M&S urges food and beverage brands to embrace ‘adaptable machinery’

By Ben BOUCKLEY contact

- Last updated on GMT

Kevin Vyse, packaging and innovation technologist, M&S
Kevin Vyse, packaging and innovation technologist, M&S

Related tags: Machine, Robot

The head of food packaging innovation at UK retailer Marks & Spencer has urged companies to invest in smaller, more adaptable machines to keep up with the pace of packaging change.

Kevin Vyse heads up Marks & Spencer (M&S) packaging innovation technology team, and speaking at the recent PPMA show in Birmingham, UK was asked what machine developments were driving developments in food packaging.

“I think robotics is playing the most significant part at the moment. Machines have to be a lot more adaptable, because things are moving so fast,”​ he said.

“You used to be able to lay down a line for 20 years and be fine,”​ Vyse added. “Now we’ve got change, change, change. So robotics, very adaptable machinery, machinery that has very little downtime between changeovers and allows a producer/supplier to be much more flexible.

‘We ought to be thinking, ‘Can this machine do glass and pouch?’

Vyse said the industry could reflect material change trends more quickly – if packaging has to be reduced, say, then manufacturers can do it in a different way with more adaptable machines.

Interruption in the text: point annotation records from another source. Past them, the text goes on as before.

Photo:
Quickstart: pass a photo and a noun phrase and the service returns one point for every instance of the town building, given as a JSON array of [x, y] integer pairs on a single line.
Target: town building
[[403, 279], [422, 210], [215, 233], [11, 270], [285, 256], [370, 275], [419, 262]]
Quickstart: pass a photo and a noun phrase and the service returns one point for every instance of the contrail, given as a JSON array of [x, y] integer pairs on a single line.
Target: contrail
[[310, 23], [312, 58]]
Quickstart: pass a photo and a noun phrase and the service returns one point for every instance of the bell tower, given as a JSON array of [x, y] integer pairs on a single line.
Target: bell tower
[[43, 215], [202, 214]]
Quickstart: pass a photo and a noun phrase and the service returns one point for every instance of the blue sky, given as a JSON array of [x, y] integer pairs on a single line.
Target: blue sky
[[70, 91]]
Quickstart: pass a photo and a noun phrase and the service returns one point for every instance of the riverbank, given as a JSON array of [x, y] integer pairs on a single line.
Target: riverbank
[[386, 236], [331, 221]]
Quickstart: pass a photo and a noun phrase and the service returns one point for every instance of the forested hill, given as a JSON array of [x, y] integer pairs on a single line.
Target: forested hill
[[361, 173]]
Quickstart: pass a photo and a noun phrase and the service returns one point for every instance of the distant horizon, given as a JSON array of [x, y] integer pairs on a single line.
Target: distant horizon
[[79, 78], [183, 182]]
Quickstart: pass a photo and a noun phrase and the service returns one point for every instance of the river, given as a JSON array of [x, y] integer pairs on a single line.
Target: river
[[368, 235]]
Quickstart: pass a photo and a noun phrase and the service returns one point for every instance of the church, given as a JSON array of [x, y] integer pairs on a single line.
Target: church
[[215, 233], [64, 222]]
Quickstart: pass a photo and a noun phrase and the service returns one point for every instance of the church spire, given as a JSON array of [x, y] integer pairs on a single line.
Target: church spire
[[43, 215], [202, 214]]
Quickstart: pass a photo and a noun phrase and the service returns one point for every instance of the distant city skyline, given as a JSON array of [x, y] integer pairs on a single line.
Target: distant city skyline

“Let’s take a big example – glass jars into pouches. Historically a glass jar manufacturer wouldn’t have had a pouch machine. Now we ought to be thinking, ‘Can this machine do glass and pouch?’”

“It’s about adaptability. Don’t look for the big machine solution. Look for lots of little machines that might be brought into a relationship with one another to do something different,”​ Vyse said.

The executive explained that high-end retailer M&S makes 300 packaging changes per quarter across its food portfolio, and is always “listening and looking” ​to improve things.

Consumers laser lock on packaging, forget food waste

“We do want to reduce packaging, we do want to add more recycled content, we do want to reduce food waste and actually make food last longer, without adding additives,”​ Vyse said.

“So packaging plays a vital role – you will see much more of that from us.”

In his address to delegates at the 2014 PPMA show, Vyse issued an impassioned defense of packaging, “which has been with us for 125 years, and is in our DNA”​.

“One of the big things is food waste. More food waste goes into landfill than packaging waste. So packaging plays a very important role in actually reducing food waste, and we forget that”​ he said.

“Consumers tend to focus on the packaging, and forget about the fact they’ve just thrown half their meal in the bin,”​ he added.